INDIA | Friday, 26 August 2011 | Views [16337] | Comments [1]

Rich in history and culture, India is an incredibly fascinating country to visit. It has so much to offer in terms of astonishing World Heritage Sites, delicious cuisine, as well as some amazing shopping. A great place to start exploring this captivating country is in the north, though before you pack your bags and jet on over, here are some guidelines to keep in mind when visiting the diverse, northern regions of India.

Highlights of Northern India

To begin your journey, a tour through Old Delhi is a great way for exploring and getting to know the culture. There are many tourist attractions in the forms of forts, mosques, palaces, and temples. One such place is the majestic Red Fort, a World Heritage Site.

Travelling southwest from Delhi, you will find yourself in the famous Pink city of Jaipur. Capital of Rajasthan, Jaipur is definitely worth a few days stay. It has a number of forts and monuments, such as the Hawa Mahal (Palace of Winds), Amber Fort, City Palace,  as well as the famous observatory, Jantar Mantar, (World Heritage Site). The list is endless!

Agra, situated in the Uttar Pradesh state, is famous for its three World Heritage Sites - the Agra Fort,  Fatehpur Sikiri, and of course the majestic Taj Mahal. A trip to India is not complete without a visit to the Taj Mahal. It is open every day of the week except for a Friday, and the best time for visiting the site is early in the morning or late in the afternoon when the sun casts the best light, perfect for photographs.

Another popular tourist destination is Khajuraho. This town has the largest group of medieval Hindu and Jain temples that are famously referred to as the ‘Karma Sutra’ temples because of the beautifully ornate erotic sculptures that adorn the walls of the temples. The collection of temples in Khajuraho are listed as World Heritage Sites and are considered to be one of the ‘seven wonders’ of India.

No trip to Northern India would be complete without visiting Varanasi, situated on the banks of the Ganges River. A wonderful way to witness the daily routine of the locals is to take a morning and evening boat ride out onto the Ganges. However, do take precaution and do not bathe in the water, let alone drink it. There is an incredibly high amount of pollution in the water.
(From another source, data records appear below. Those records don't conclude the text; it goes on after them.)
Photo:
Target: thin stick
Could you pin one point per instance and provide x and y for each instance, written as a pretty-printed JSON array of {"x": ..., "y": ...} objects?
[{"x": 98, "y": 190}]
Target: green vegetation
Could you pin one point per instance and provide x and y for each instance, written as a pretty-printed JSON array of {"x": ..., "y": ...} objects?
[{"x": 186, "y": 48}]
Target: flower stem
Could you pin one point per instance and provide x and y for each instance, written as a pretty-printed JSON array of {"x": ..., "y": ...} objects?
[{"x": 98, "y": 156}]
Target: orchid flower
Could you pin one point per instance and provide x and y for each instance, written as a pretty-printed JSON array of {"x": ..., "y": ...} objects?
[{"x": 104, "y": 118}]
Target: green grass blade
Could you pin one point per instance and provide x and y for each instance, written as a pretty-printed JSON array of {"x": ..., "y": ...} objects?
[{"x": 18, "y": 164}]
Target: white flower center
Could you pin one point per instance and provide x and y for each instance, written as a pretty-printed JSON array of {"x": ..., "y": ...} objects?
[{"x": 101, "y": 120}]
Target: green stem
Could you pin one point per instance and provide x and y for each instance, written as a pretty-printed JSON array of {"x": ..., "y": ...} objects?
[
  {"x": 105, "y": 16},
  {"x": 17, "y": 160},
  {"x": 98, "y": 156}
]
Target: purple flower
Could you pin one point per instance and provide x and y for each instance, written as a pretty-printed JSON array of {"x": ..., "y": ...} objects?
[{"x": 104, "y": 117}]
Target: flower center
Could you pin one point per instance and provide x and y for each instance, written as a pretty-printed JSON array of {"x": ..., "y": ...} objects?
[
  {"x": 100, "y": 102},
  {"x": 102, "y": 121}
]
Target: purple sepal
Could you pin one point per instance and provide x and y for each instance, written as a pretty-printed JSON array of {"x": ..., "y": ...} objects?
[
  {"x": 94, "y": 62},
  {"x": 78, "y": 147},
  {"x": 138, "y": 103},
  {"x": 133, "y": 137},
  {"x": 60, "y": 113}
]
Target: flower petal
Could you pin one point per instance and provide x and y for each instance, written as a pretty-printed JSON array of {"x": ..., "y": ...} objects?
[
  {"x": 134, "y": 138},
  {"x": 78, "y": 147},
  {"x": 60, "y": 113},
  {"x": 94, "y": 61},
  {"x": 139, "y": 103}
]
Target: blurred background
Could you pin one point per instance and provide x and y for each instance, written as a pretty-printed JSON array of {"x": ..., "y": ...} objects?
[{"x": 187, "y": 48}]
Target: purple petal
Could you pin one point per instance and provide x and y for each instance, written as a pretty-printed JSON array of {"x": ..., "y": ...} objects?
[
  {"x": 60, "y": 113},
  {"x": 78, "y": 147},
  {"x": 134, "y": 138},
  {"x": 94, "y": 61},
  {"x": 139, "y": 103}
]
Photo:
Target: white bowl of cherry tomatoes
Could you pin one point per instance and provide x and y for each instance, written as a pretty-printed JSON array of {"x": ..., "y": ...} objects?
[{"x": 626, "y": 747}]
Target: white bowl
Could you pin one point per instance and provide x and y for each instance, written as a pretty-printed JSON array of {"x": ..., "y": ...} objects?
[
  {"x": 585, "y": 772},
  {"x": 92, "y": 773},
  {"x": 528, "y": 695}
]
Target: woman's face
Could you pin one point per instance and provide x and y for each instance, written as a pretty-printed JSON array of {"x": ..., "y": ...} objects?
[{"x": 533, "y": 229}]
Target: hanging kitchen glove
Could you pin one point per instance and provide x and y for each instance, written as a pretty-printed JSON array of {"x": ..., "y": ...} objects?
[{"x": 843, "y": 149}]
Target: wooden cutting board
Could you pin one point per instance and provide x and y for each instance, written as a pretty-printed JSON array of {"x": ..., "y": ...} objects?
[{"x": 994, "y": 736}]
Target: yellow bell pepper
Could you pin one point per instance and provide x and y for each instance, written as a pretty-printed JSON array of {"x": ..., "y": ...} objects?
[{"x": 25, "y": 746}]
Indian food is widely recognised for its gorgeous, aromatic curries and tasty breads. Delhi is home to the Mughlai cuisine and many of the restaurants and food stalls reflect this influence in the forms of Tandoori chicken, Butter chicken, Korma, and Biryani.

Almost every second street vendor sells deep-fried Pakhoras. These delicious snacks come in a variety of flavours, such as chilli, vegetable, and paneer.

There is a very popular Rajasthani dish called a Dhal Bati Churma, which is highly recommended for any visitor to try. This dish consists of three types of dhal (lentils), ranging from mild to extra hot and spicy, three different types of bati (bread), and three varieties of churma (sweet dish). Curried vegetables, yoghurt, and rice also accompanied the dish. The whole meal only costs 225 Rupees, which is about $5/£3. Indian food is incredibly cheap (and incredibly tasty as well!). 

Keeping with the trend of local dishes, the drink to order is a lassi. This yoghurt drink is made by blending yoghurt, water and spices together and can either be plain, sweet, salty, or with mango. On the other hand, do not drink the tap water in India, even when brushing your teeth. Only drink from store-bought bottles and those supplied in the hotel.

Getting around

The transport in India is quite an experience in itself and there is one mode of getting around that definitely deserves to be mentioned. If you are brave enough you can attempt an auto-rickshaw. These small, two-passenger contraptions go whizzing through the streets of India, in whichever direction they so please. Road rules do not seem to apply in some situations and approaching on-coming traffic is normal, apparently.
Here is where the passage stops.